Nonostante Swift bersagli strutture, avvenimenti e comportamenti topici, specifici del suo tempo e del suo paese, ci accorgiamo presto che la sua satira ha un valore universale. Infatti, anche se in modi e a livelli diversi, siamo tutti condizionati dai nostri pregiudizi culturali. Il nostro contesto di partenza, inevitabilmente, plasma la nostra visione del mondo e ci abitua a determinate tradizioni e convenzioni sociali. Come uscire da questo condizionamento? Swift direbbe che è impossibile. Secondo lui, l’uomo non si rende neanche conto dei pregiudizi ai quali è sottoposto e che applica inconsciamente. Come acquisirne, dunque, consapevolezza? La soluzione è già nell’origine del dilemma: nell’incontro-scontro con culture diverse. Questo confronto è l’unica cosa che può rivelare i limiti e le contraddizioni del pregiudizio, e insegnare che, spesso, quella che pare una differenza insormontabile risulta invece da un’incomprensione del modo di pensare di un’altra cultura.

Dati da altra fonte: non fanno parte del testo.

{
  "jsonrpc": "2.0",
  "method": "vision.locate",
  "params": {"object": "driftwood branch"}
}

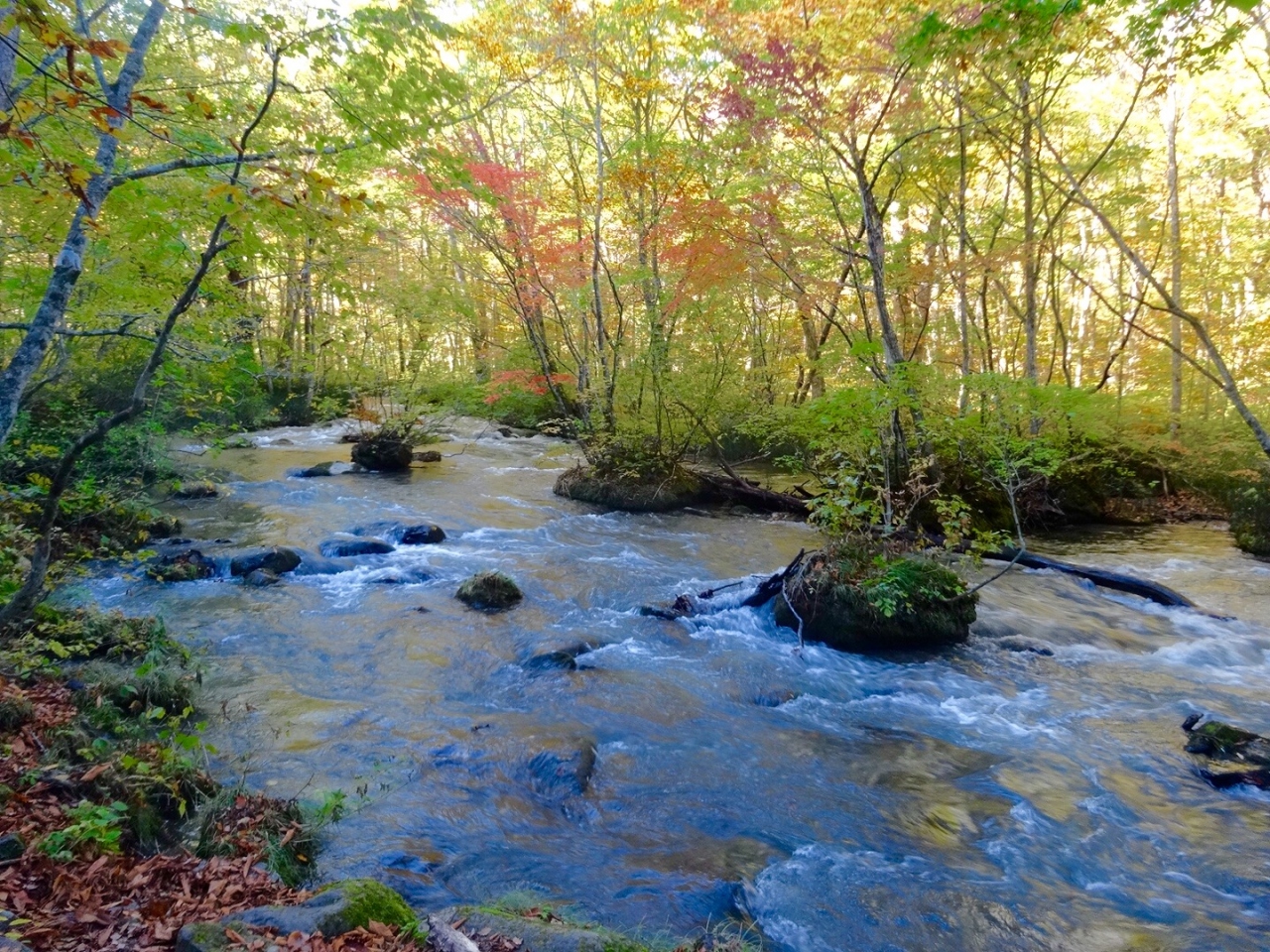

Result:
[984,548,1195,608]
[428,915,480,952]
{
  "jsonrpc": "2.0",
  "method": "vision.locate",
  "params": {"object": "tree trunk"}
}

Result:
[0,0,167,444]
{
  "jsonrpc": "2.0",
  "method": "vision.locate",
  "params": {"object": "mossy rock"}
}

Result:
[172,480,221,499]
[553,466,706,513]
[776,557,978,653]
[146,548,216,581]
[352,436,414,472]
[454,571,525,612]
[318,880,418,934]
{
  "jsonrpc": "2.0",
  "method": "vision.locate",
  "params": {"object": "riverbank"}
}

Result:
[10,430,1270,951]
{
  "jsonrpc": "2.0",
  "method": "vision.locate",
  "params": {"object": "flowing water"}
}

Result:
[69,427,1270,952]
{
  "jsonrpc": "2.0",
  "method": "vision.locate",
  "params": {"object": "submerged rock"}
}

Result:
[371,568,432,585]
[528,740,595,799]
[353,435,413,472]
[318,538,396,558]
[401,523,445,545]
[230,545,301,576]
[146,516,190,543]
[352,520,445,545]
[295,549,353,575]
[172,480,221,499]
[454,571,525,612]
[525,645,590,671]
[775,553,978,653]
[553,466,706,513]
[292,459,362,480]
[1183,713,1270,789]
[146,548,216,581]
[242,568,282,589]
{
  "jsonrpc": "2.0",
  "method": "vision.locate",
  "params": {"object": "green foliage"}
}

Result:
[0,602,190,675]
[1226,471,1270,556]
[38,801,128,862]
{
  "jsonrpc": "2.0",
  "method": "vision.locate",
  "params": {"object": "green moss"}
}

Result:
[172,480,221,499]
[553,466,703,513]
[454,571,525,612]
[321,880,418,929]
[776,553,978,653]
[1229,479,1270,556]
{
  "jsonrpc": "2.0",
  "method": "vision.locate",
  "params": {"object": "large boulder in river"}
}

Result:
[230,545,301,576]
[775,553,978,653]
[353,435,414,472]
[454,571,525,612]
[318,538,394,558]
[553,466,706,513]
[146,548,216,581]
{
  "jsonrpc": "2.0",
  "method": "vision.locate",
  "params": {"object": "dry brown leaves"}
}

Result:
[0,681,305,952]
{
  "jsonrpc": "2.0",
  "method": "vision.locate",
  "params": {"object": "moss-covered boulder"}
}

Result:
[553,466,706,513]
[177,880,418,952]
[454,571,525,612]
[1228,479,1270,556]
[172,480,221,499]
[146,548,216,581]
[352,435,414,472]
[776,553,978,653]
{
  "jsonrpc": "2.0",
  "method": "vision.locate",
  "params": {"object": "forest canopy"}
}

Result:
[0,0,1270,594]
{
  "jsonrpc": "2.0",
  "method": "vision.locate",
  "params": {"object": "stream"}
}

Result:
[66,422,1270,952]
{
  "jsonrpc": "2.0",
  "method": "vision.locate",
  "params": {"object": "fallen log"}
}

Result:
[740,548,807,608]
[689,467,812,520]
[428,915,480,952]
[983,548,1195,608]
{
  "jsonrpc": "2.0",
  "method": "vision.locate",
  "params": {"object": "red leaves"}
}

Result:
[485,371,575,404]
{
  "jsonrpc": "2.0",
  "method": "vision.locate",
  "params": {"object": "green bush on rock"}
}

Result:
[553,466,702,513]
[776,549,978,653]
[454,571,525,612]
[1229,475,1270,556]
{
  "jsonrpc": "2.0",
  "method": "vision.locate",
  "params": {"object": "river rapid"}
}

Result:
[76,425,1270,952]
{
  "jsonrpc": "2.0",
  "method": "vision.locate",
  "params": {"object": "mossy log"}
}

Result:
[553,466,704,513]
[775,553,978,653]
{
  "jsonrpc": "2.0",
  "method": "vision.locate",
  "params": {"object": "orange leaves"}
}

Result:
[186,90,216,119]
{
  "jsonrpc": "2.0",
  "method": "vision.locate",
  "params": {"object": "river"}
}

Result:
[71,426,1270,952]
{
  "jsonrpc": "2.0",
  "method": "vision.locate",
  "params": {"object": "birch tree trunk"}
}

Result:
[0,0,167,444]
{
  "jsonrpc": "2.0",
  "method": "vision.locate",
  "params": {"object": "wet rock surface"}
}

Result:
[230,545,303,576]
[454,571,525,612]
[1183,713,1270,789]
[318,538,395,558]
[352,436,414,472]
[146,548,216,581]
[172,480,221,499]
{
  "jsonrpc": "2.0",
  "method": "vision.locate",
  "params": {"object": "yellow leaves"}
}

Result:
[87,105,123,135]
[83,40,128,60]
[186,90,216,119]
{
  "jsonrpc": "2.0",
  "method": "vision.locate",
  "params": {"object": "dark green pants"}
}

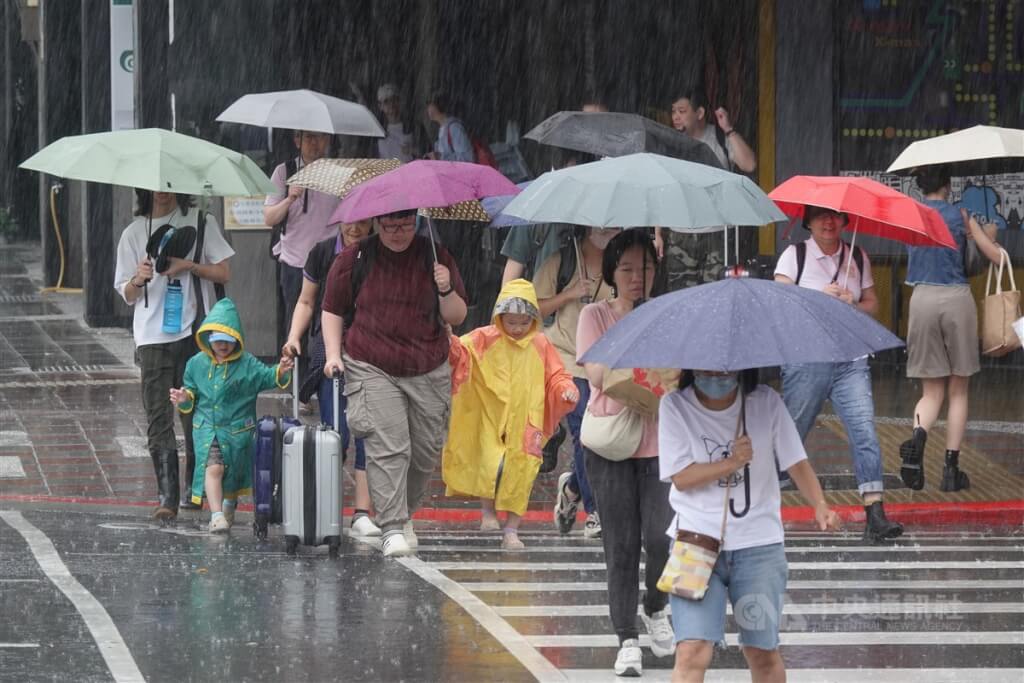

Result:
[135,337,198,481]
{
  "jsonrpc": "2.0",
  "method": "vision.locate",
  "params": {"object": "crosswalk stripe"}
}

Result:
[562,668,1024,683]
[492,601,1024,616]
[526,631,1024,651]
[418,539,1024,561]
[430,560,1024,573]
[459,579,1024,593]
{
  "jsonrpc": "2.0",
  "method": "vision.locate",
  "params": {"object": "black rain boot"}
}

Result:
[150,449,178,521]
[899,427,928,490]
[864,501,903,543]
[939,451,971,492]
[540,422,565,474]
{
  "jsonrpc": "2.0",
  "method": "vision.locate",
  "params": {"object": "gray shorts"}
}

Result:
[906,285,981,379]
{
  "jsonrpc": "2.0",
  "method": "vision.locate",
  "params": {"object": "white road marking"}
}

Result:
[460,581,1024,593]
[0,511,145,683]
[562,669,1024,683]
[526,631,1024,651]
[494,601,1024,616]
[430,560,1024,571]
[0,456,25,479]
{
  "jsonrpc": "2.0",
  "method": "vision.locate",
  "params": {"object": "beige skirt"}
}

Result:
[906,285,981,379]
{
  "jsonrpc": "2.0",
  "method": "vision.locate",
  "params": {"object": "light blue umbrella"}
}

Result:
[503,154,785,232]
[582,278,903,371]
[480,180,532,227]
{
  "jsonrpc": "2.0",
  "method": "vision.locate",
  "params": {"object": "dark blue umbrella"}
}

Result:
[583,279,903,371]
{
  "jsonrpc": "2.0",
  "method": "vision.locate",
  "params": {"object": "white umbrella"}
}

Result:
[886,126,1024,176]
[217,90,385,137]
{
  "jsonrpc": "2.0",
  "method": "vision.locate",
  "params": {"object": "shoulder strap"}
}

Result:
[555,239,577,294]
[793,242,807,285]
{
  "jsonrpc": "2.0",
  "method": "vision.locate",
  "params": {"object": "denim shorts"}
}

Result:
[671,543,788,650]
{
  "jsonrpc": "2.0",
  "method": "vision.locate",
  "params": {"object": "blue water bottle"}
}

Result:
[163,280,184,335]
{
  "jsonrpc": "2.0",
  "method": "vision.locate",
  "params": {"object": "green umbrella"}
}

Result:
[503,154,785,232]
[20,128,278,197]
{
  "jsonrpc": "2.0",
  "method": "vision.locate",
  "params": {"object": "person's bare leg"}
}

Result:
[205,465,224,512]
[946,375,971,451]
[910,377,946,431]
[672,640,715,683]
[743,647,785,683]
[480,498,502,531]
[354,470,373,510]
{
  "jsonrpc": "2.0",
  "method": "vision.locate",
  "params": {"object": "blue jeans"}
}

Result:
[316,377,367,471]
[565,377,597,514]
[782,358,883,495]
[669,544,790,650]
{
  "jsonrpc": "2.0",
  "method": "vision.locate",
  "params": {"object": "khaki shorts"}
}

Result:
[906,285,981,379]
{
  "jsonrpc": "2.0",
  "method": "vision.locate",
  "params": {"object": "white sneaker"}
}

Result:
[615,638,643,677]
[381,533,413,557]
[352,516,381,537]
[640,607,676,657]
[583,512,601,539]
[401,519,420,548]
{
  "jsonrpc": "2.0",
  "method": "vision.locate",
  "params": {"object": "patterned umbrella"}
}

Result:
[287,159,401,198]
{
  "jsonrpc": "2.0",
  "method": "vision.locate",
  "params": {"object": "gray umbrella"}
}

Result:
[525,112,722,168]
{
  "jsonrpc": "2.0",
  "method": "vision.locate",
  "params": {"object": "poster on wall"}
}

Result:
[111,0,135,130]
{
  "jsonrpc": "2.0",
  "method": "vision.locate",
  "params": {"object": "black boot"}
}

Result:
[899,427,928,490]
[864,501,903,543]
[150,449,178,521]
[541,422,565,474]
[939,451,971,492]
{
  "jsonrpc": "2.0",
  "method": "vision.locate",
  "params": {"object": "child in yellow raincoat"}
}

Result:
[441,280,579,550]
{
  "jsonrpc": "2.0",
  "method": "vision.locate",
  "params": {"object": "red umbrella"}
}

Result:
[768,175,956,249]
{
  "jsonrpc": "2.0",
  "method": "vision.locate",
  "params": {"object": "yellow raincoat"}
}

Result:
[441,280,575,515]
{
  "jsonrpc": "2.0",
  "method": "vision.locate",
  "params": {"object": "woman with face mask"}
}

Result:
[647,370,839,681]
[534,227,622,539]
[577,229,675,676]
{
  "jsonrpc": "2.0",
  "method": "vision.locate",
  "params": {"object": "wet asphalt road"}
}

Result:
[0,505,1024,682]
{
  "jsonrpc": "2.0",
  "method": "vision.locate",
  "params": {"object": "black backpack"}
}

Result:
[269,159,309,261]
[794,240,864,289]
[342,234,444,330]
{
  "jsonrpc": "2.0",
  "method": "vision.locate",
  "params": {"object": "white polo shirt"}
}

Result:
[775,238,874,303]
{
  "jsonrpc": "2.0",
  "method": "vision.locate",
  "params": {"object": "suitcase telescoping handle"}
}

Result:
[292,354,299,420]
[331,370,341,434]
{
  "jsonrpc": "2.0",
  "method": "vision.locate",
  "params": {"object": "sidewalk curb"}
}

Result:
[0,495,1024,528]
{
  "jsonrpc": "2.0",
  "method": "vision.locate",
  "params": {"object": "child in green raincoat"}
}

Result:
[171,299,293,533]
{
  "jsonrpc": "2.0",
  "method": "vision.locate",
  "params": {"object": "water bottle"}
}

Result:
[162,280,184,335]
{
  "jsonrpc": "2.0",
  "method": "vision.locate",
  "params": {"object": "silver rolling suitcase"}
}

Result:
[281,368,344,557]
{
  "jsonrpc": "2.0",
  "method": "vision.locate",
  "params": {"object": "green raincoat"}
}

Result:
[178,299,291,505]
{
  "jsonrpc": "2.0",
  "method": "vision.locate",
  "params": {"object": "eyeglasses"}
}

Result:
[381,218,416,234]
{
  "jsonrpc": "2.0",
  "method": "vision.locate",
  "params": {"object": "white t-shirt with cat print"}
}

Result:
[658,385,807,550]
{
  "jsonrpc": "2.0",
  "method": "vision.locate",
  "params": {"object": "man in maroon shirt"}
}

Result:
[321,211,466,557]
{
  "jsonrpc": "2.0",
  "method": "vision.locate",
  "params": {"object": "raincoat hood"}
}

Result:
[196,298,245,361]
[490,279,542,346]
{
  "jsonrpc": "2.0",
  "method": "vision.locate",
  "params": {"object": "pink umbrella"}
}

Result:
[331,161,519,223]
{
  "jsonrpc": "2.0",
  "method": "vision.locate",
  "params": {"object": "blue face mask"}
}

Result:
[693,375,738,399]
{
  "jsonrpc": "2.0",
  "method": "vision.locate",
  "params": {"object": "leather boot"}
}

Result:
[864,501,903,543]
[151,449,181,521]
[899,427,928,490]
[939,451,971,492]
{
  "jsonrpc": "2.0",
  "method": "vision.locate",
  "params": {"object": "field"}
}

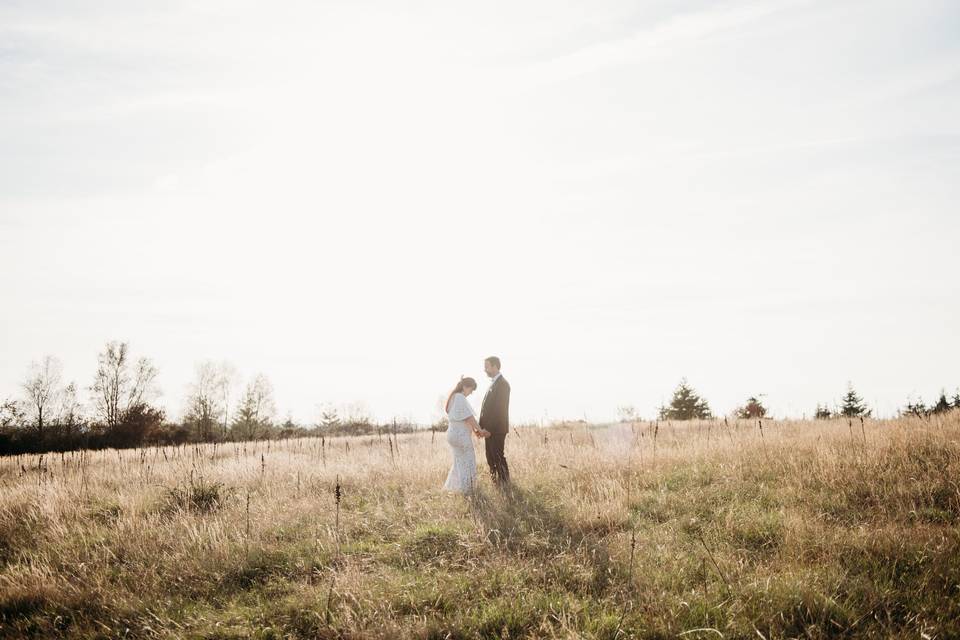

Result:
[0,411,960,640]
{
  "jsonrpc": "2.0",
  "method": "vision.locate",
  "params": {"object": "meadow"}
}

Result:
[0,411,960,640]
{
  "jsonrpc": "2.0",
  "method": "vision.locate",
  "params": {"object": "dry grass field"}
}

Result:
[0,411,960,640]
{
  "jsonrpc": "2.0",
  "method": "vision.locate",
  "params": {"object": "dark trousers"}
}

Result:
[484,433,510,486]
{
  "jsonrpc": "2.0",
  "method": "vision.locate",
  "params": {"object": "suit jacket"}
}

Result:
[479,375,510,433]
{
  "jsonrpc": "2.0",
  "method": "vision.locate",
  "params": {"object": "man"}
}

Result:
[480,356,510,488]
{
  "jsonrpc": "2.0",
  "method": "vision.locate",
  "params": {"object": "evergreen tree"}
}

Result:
[931,391,950,413]
[736,396,767,419]
[840,383,873,418]
[813,403,833,420]
[900,398,930,418]
[320,409,340,431]
[660,378,713,420]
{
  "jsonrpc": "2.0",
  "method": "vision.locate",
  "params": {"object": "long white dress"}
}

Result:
[443,393,477,493]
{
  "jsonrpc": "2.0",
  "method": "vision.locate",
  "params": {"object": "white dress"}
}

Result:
[443,393,477,493]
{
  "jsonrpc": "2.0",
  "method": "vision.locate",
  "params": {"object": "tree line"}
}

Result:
[618,378,960,422]
[0,341,413,455]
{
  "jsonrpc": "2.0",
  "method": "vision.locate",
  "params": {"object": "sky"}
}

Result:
[0,0,960,423]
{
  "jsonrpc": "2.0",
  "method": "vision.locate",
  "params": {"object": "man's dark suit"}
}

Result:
[480,375,510,484]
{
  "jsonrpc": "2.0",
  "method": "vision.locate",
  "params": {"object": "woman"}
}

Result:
[443,378,490,494]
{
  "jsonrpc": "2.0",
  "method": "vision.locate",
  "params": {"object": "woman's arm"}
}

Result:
[463,416,490,438]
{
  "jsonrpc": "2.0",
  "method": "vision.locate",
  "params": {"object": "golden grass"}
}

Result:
[0,412,960,638]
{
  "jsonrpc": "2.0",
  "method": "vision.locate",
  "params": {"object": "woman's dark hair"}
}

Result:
[444,376,477,411]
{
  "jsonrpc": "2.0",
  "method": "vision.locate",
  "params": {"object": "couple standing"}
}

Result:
[443,356,510,493]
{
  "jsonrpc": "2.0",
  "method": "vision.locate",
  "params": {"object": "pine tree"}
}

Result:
[930,391,950,413]
[320,409,340,431]
[840,383,873,418]
[736,396,767,419]
[660,378,713,420]
[813,402,833,420]
[900,398,930,418]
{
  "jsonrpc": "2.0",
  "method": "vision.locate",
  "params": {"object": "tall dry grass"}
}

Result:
[0,412,960,638]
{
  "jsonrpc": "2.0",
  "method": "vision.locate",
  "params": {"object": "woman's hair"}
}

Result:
[443,376,477,411]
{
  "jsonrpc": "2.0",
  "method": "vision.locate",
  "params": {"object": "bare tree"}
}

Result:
[59,382,83,435]
[233,374,277,440]
[23,356,63,441]
[90,342,158,429]
[216,360,240,436]
[0,400,27,429]
[184,360,225,441]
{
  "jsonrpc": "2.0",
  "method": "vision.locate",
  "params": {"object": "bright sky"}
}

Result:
[0,0,960,422]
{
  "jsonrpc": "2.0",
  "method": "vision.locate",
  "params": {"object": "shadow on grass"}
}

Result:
[470,485,621,594]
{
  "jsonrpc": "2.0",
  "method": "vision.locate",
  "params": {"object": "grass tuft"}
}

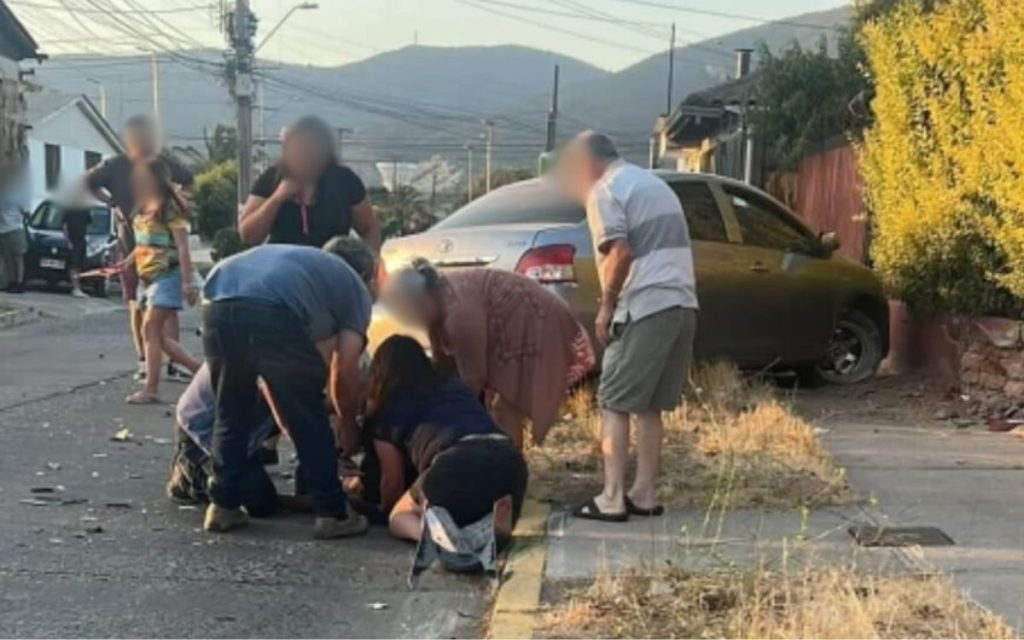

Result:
[539,567,1013,638]
[528,364,856,507]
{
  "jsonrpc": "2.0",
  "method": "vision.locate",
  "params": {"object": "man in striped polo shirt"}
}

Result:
[560,131,697,522]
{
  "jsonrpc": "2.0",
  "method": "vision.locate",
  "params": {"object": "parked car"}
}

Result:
[25,200,117,297]
[370,171,889,383]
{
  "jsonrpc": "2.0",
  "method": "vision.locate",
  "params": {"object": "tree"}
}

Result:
[194,160,239,241]
[859,0,1024,315]
[377,185,436,238]
[750,31,866,167]
[203,125,239,165]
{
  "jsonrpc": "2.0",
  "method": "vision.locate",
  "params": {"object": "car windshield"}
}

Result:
[433,180,587,230]
[29,205,111,236]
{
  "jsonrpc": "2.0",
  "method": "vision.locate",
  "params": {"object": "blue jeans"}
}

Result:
[203,300,347,517]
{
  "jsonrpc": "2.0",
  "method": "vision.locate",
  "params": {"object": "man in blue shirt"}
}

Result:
[203,233,376,540]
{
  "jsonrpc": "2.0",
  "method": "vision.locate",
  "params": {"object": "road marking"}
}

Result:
[487,500,551,638]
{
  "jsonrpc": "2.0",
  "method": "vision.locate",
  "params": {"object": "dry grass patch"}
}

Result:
[528,364,855,508]
[539,568,1013,638]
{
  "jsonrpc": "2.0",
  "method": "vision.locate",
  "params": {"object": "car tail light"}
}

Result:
[515,245,577,285]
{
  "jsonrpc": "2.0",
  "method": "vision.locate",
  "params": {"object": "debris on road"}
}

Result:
[111,427,135,442]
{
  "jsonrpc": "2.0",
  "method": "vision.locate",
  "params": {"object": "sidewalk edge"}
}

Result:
[486,500,551,638]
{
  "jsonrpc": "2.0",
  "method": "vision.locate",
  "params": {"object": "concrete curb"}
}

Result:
[0,307,42,330]
[486,500,551,638]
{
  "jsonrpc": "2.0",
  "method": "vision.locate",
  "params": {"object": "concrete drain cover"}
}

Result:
[849,526,956,547]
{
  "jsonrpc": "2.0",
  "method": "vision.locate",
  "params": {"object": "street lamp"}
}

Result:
[253,2,319,55]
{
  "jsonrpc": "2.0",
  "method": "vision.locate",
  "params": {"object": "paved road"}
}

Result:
[0,292,486,637]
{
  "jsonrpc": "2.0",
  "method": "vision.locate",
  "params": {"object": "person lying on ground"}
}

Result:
[365,336,528,541]
[203,238,376,540]
[382,258,596,450]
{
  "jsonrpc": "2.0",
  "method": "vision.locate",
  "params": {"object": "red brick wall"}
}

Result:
[796,144,867,262]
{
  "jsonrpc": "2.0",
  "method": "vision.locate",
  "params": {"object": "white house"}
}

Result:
[26,91,122,207]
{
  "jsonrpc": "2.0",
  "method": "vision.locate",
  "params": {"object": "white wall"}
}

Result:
[28,100,117,208]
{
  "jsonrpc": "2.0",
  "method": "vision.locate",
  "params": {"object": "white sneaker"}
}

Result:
[166,362,193,384]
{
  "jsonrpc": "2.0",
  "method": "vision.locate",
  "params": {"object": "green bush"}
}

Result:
[210,227,246,262]
[194,161,239,241]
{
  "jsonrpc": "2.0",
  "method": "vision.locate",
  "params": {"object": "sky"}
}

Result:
[12,0,844,71]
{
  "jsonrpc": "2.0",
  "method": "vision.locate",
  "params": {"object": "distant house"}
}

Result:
[654,49,761,183]
[0,0,45,163]
[27,91,122,206]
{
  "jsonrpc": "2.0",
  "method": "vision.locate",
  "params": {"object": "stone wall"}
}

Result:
[950,317,1024,417]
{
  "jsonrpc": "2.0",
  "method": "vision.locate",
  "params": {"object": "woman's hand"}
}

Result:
[272,178,302,202]
[181,283,199,306]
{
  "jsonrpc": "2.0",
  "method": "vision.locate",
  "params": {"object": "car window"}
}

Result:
[29,203,111,236]
[433,180,587,230]
[723,186,815,254]
[669,182,729,243]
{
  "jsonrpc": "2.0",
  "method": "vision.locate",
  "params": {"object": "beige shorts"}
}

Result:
[597,307,697,414]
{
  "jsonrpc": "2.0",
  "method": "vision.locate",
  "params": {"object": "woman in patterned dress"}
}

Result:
[383,258,595,449]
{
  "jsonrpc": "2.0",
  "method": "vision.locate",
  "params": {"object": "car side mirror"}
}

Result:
[818,231,840,256]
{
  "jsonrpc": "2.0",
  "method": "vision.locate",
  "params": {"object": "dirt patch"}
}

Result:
[528,365,856,508]
[538,568,1013,638]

Il valore della diversità culturale

Gulliver è cacciato da ogni paese in quanto straniero. Una cultura veramente cosmopolita sa trattare questa diversità come un valore aggiunto, come un arricchimento per una società che abbia voglia di migliorarsi. Ma non è neanche rinunciando alla propria specifica identità culturale che si realizzano cosmopolitismo e interculturalità. C’è bisogno, anzi, che gli individui sappiano identificarsi con dei valori e delle tradizioni, che servano loro da radici e da punti di partenza per orientarsi. L’identità culturale, in fondo, è ciò che ci permette di avere qualcosa da scambiare nell’incontro con l’altro. Interculturalità è come andare in Erasmus e ribadire incessantemente che sei italiano e la pasta è la cosa più bella del mondo, ma avere allo stesso tempo la curiosità e l’entusiasmo di imparare parolacce in tedesco e voler importare il tè delle cinque a casa al tuo ritorno.